ONGC gains over 1% as Morgan Stanley maintains overweight view; stock gains 79% in 1 year
The company's outperformance is likely to continue with improved capital allocation & stable regulations supporting stable 18-20% ROE, the brokerage said.
Shares of the upstream oil company Oil and Natural Gas Corporation gained in early trade by as much as as 1.6 per cent to day's high at Rs 287.55 Morgan Stanley continues with its overweight view on the stock for a target of Rs 304 per share. This implies a decent upside of 7 per cent over the previous close.
The company's outperformance is likely to continue with improved capital allocation & stable regulations supporting stable 18-20% ROE, the brokerage said.

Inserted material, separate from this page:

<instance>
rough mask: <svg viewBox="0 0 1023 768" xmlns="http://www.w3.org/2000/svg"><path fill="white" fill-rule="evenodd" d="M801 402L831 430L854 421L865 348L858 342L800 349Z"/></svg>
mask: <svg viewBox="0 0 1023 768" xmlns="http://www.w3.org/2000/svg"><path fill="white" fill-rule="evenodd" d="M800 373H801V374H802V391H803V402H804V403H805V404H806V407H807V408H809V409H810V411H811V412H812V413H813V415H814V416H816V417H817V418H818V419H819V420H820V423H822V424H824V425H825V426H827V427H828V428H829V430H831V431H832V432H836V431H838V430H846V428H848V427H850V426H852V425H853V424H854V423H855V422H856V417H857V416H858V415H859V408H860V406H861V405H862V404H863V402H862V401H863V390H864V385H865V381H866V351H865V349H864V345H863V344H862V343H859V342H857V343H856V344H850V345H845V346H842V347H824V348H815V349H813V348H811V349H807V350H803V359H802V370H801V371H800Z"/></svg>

The slow ramp-up in domestic production by the end of 2024 is well flagged with upside from improving earnings & FCF (free cash flow) across downstream subs.

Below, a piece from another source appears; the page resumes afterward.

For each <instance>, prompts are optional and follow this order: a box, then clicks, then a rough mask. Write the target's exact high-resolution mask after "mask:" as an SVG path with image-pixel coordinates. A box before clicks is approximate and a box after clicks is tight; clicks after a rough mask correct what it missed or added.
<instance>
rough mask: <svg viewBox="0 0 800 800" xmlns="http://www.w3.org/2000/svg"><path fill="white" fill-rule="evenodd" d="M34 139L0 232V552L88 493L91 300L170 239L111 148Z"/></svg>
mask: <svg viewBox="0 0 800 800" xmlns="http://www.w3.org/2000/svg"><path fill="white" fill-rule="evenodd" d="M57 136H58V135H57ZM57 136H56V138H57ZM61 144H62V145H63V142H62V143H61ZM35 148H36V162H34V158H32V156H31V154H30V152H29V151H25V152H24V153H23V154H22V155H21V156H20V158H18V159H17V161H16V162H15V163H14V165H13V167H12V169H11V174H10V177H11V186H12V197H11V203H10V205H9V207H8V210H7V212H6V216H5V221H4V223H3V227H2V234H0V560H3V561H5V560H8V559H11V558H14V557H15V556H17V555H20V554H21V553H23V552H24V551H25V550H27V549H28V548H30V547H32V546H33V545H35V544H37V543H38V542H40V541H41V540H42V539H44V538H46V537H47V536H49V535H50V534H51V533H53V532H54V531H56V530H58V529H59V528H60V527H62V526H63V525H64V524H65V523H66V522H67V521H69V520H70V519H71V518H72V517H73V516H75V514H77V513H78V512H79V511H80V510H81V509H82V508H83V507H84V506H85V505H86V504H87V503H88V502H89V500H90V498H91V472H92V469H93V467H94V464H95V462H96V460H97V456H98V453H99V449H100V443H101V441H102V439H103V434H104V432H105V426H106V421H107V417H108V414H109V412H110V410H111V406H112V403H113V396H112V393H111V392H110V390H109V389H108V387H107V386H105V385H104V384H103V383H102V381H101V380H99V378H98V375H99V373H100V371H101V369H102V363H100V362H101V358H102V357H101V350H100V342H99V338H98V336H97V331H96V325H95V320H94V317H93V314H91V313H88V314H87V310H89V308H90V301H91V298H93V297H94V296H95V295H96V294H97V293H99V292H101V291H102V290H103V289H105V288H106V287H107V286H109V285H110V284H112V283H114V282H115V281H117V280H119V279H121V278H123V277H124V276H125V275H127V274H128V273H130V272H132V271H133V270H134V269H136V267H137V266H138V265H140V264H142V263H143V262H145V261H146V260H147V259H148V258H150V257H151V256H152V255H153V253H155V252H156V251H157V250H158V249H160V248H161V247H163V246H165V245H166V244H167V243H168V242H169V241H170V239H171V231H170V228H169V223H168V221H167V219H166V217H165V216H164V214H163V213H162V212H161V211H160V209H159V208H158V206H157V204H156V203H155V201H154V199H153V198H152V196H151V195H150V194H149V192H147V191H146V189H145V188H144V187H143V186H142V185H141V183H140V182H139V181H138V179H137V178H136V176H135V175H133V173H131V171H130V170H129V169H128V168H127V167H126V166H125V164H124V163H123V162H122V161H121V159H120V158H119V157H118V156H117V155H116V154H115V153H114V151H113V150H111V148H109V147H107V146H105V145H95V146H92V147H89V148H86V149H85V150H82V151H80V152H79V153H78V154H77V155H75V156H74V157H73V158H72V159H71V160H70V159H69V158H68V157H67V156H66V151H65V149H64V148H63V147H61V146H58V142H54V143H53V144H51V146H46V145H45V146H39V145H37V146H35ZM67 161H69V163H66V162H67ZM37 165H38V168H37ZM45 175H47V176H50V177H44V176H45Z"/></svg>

The company via a filing informed in March end that ICRA Limited has withdrawn the long term rating of [ICRA] AAA (Stable) assigned to Rs. 2,640 Crore Non-Convertible Debentures (NCDs) of Oil and Natural Gas Corporation Limited (ONGC), in accordance with ICRA’s policy on withdrawal of Credit rating, as these NCDs have been redeemed and no amount is outstanding against the said instruments.

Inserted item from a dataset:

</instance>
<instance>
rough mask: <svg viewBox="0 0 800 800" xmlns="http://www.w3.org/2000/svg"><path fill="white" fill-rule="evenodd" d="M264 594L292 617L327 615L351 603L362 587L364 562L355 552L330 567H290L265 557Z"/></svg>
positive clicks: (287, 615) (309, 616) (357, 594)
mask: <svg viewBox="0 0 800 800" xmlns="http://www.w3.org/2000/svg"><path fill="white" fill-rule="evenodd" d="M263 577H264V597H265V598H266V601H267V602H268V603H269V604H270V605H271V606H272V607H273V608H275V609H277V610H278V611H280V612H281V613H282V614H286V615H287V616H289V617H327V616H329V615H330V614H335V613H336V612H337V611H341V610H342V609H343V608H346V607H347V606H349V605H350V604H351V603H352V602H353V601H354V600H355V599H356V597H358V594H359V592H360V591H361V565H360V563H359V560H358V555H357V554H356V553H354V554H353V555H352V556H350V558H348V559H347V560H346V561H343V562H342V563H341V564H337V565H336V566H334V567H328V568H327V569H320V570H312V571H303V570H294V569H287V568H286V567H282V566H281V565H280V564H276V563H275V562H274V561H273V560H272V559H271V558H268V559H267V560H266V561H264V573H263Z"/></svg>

The company in the quarter ending December saw net sales of Rs 165569.06 crore, while PAT also logged a 8 per cent decline to Rs 10748.46 crore YoY.
Earlier, Motilal Oswal in its report held that high crude prices bring limited earnings surprises for ONGC and Oil India, given their net realization remains capped at ~USD75/bbl. And even despite this brokerage continues with its buy rating on the counter with a target of Rs 315.